# vmplayer: "Too many virtual machines."

## coruu

Hallo allesamt,

habe seit 2 tagen ein kleines problem mit meinem vmplayer und finde keine loesung,

monatelang lief er ohne probleme jetzt allerdings zeigt er jetzt beim starten ein fenster an mit:

Too many virtual machines, und faehrt die vm nit hoch.  es leuft allerdings keine andere vm.

habe bereits vmplayer und die vm module neu installiert und geupdatet, ohne aenderung am problem.

das initscript startet auch alles ohne probleme, allerdings treten beim stoppen fehler bei 

Virtual machine monitor  und Virtual ethernet  auf.

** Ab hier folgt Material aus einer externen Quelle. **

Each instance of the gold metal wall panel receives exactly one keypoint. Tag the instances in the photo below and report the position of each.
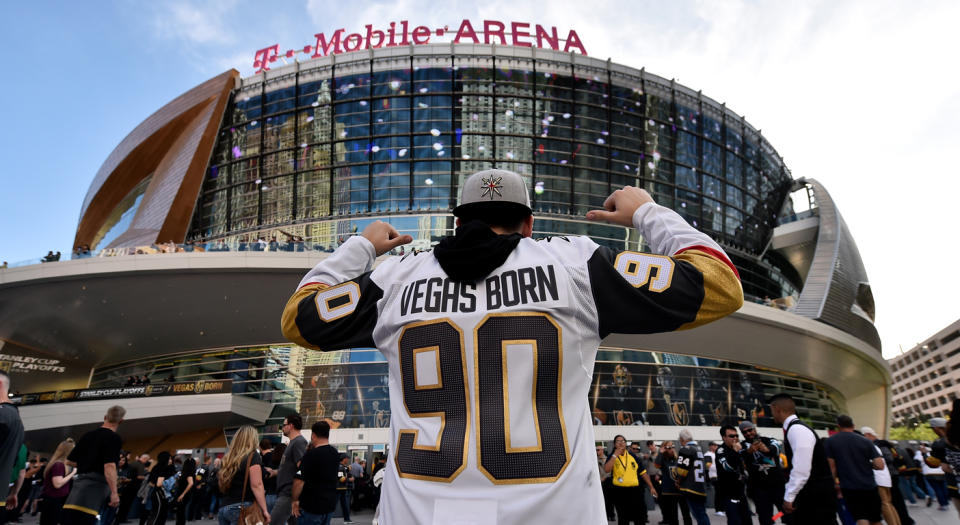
(174, 145)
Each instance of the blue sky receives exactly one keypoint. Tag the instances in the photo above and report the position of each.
(863, 96)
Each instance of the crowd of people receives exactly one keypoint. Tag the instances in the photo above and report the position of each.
(93, 481)
(854, 475)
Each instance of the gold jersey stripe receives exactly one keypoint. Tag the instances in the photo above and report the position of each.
(722, 292)
(288, 322)
(82, 509)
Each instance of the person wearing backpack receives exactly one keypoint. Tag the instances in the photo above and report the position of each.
(162, 480)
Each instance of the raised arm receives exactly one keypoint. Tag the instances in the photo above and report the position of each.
(335, 305)
(689, 281)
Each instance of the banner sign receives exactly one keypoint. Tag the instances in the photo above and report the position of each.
(492, 32)
(90, 394)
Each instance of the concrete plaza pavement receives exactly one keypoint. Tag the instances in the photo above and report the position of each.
(921, 514)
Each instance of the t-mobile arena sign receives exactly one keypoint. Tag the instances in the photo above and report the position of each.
(493, 32)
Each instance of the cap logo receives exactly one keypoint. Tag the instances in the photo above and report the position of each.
(491, 185)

danke schonmal fuer eure hilfe.

----------

## Evildad

Hast Du mittedrin schonmal neu gebootet?

Das hört sich alles danach an als ob er die Lock Files nicht löschen kann und somit VMware glaubt es würden noch Maschinen laufen...

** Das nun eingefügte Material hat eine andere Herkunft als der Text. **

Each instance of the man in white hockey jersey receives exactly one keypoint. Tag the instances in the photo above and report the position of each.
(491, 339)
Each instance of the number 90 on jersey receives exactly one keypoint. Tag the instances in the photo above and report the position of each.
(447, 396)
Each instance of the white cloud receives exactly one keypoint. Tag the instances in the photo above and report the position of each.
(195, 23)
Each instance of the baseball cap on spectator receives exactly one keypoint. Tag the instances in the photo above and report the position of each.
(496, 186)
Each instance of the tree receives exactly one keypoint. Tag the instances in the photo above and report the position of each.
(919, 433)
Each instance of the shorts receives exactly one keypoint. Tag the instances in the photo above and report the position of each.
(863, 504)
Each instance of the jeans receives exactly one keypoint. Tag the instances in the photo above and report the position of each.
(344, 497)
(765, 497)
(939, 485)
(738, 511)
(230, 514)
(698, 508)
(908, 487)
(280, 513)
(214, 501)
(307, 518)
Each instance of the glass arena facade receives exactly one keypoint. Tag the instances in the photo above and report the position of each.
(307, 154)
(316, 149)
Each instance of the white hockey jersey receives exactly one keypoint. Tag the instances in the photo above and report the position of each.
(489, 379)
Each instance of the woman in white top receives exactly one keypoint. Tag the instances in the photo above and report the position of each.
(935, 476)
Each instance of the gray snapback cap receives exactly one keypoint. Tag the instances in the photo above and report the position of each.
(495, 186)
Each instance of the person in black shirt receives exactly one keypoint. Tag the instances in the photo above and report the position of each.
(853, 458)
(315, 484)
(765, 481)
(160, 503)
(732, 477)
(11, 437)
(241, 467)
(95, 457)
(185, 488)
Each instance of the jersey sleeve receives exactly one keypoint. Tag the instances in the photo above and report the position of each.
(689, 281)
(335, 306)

Du solltest mal die Lock-Files löschen und danach sollte es wieder funktionieren.

Das hängt wohl alles mit dem Problem beim stoppen zusammen.

Grüsse

----------

## coruu

unter /var/lock/subsys hab ich die datei vmware geloescht, das mueste ja eigentlich die richtige sein, und den ganzen rechner neugestartet, nutzte allerdings nix.

edit:

bin grade ueber ein logfile gesteulpert unter /tmp/vmware-root(komischer platz fuer nen log)

 *Quote:*   

> 
> 
> Jul 06 20:41:38: vmplayer| Log for VMware Player pid=22645 version=1.0.7 build=build-91707 option=Release
> 
> Jul 06 20:41:40: vmplayer| Using log file /tmp/vmware-root/player-22645.log
> ...

 

----------

## Evildad

Kannst du mal die VMware Player Instanz von einer Shell aus starten evtl. bekommst Du ja dort auch noch ein paar Informative Ausgaben.

Wohin der Player die Lock Files schreibt kann ich Dir nicht sagen, da ich den Player noch nie verwendet habe.

Grüsse

----------

## coruu

ich start vmplayer immer aus der shell, leider gibts nix aus, es gibt auch keinen parameter den man uebergeben koent damits was ausgibt^^

 *Quote:*   

> 
> 
> # vmplayer --help
> 
> Usage: vmplayer [OPTION...] <Virtual machine config file>
> ...

 

edit:

weitere lock files unter /var/run und /var/run/vmware gelöscht, problem besteht aber weiter.

----------

## Evildad

Gibt es beim Player eigentlich auch ein Init Skript welches gestartet sein muss?

----------

## coruu

die module und das skript sin die selben wie bei der workstation /etc/init.d/vmware,

wie gesagt startet es ohne probleme aber beim stopen zeigts nen fehler beim Virtual machine monitor und bei Virtual ethernet.

----------

## coruu

emerge -C und zusaetzliches löschen aller verbliebenden vm datein und ordner , danach ein neustart und eine neuinstalation von vmware-modules und vmware-player hat das problem behoben. hätt ich eigentlich schon frueher mal probern solln^^

naja egal danke fuer die hilfe, wir wissen zwar immernoch nit wo rans lag aber geht wieder alles.

----------